Throughout this paper, the submudline tubing hanger-packer is called a POTH.
The well annuli are designated in alphabetical order, proceeding outward from the production tubing/tieback (5 1/2-×10 3/4-in.) annulus, designated "A." Thus, the "B" annulus is outside the production tieback (e.g., tapered 10 3/4×8 5/8× tapered 13 3/8×10 3/4 in.), and the "C" annulus is outside the intermediate casing (e.g., tapered 13 3/8-×10 3/4-x16-in. liner hung inside 20-in. casing).

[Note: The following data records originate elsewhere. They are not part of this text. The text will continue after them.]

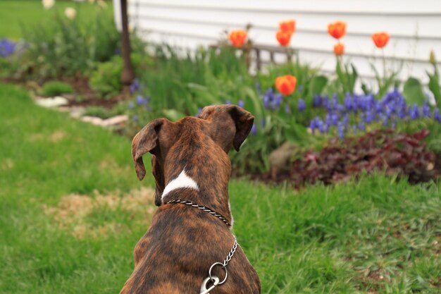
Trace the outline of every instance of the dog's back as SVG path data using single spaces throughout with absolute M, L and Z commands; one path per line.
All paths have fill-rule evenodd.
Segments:
M 210 106 L 199 118 L 154 121 L 135 136 L 132 154 L 140 179 L 145 174 L 142 154 L 153 154 L 155 202 L 159 207 L 135 247 L 135 270 L 120 293 L 200 293 L 209 269 L 224 261 L 234 236 L 230 228 L 212 214 L 168 202 L 190 200 L 232 222 L 228 195 L 230 164 L 226 152 L 232 146 L 239 149 L 252 122 L 253 117 L 237 106 Z M 240 246 L 227 270 L 225 283 L 211 294 L 260 293 L 259 276 Z M 223 279 L 225 274 L 218 267 L 213 274 Z

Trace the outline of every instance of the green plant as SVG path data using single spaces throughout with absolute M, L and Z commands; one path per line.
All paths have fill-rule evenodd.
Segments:
M 142 72 L 151 63 L 149 57 L 137 53 L 132 54 L 131 59 L 136 73 Z M 123 59 L 119 55 L 113 56 L 110 61 L 98 63 L 90 74 L 89 83 L 102 97 L 110 97 L 121 90 L 122 72 Z
M 64 82 L 51 81 L 43 85 L 39 94 L 45 97 L 53 97 L 61 94 L 73 93 L 73 89 L 70 85 Z
M 23 30 L 28 45 L 20 59 L 21 78 L 87 75 L 95 63 L 110 59 L 119 42 L 113 18 L 104 12 L 86 21 L 55 14 L 53 22 Z
M 90 87 L 104 97 L 118 94 L 122 88 L 122 71 L 123 59 L 120 56 L 115 56 L 108 61 L 99 63 L 97 69 L 90 75 Z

Events Before and Immediately After the Failure
In Fig. 1, note the locations of pressure/temperature (P&T) gauges near the mudline [3,392 ft measured depth (MD)] and also near the production packer (12,636 ft MD). Fig. 2 summarizes the values at these gauges during a portion of the early flow of Well A-2. (The well was actually flowed for a period on 5 November 1999, as indicated in Figs. 3 and 4. This initial flow was shut in because of an upset in the not-fully-commissioned surface facilities. The gradual cooldown from this initial flow period can be seen in the mudline annulus temperature in the left portion of Fig. 2.)

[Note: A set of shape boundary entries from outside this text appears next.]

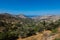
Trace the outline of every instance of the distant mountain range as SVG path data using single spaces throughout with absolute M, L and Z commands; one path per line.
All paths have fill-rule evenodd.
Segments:
M 57 15 L 46 15 L 46 16 L 38 16 L 38 15 L 24 15 L 24 14 L 19 14 L 19 15 L 11 15 L 8 13 L 1 13 L 0 15 L 6 15 L 6 16 L 13 16 L 13 17 L 18 17 L 18 18 L 31 18 L 34 19 L 35 21 L 40 21 L 40 20 L 58 20 L 60 19 L 60 16 Z

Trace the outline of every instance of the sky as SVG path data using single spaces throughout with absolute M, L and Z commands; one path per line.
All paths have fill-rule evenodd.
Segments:
M 60 0 L 0 0 L 0 13 L 60 15 Z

For the flow period beginning at 1500 hours on 6 November 1999, note the increase in mudline temperature, which approaches a steady-state value of 160°F after approximately 20 hours. Simultaneously, the annulus pressure of the nitrogen column, set at 50 psi at the surface, increases slightly to 70 psi. These values are associated with a flow rate of 30 MMscf/D of gas, 3,000 B/D of condensate, and a surface tubing pressure of 4,140 psi.
The steady downhole conditions cease at 1045 hours on 7 November 1999, as evidenced by a significantly increasing rate of pressure in the annulus (13.6 psi/hr) as well as a subtle (~2°F) cooling of this same annulus before well shut-in (and major cooling to return to ambient conditions). A minor leak developed in the flow conduit, which was later diagnosed to be above the surface-controlled subsurface safety valve (SCSSV) and the POTH. The well was shut in at 1500 hours on 7 November 1999 because of a facility upset unrelated to the minor leak. Shortly after the last recordings shown in Fig. 2 and while the well was shut in, the downhole gauges were functionally lost.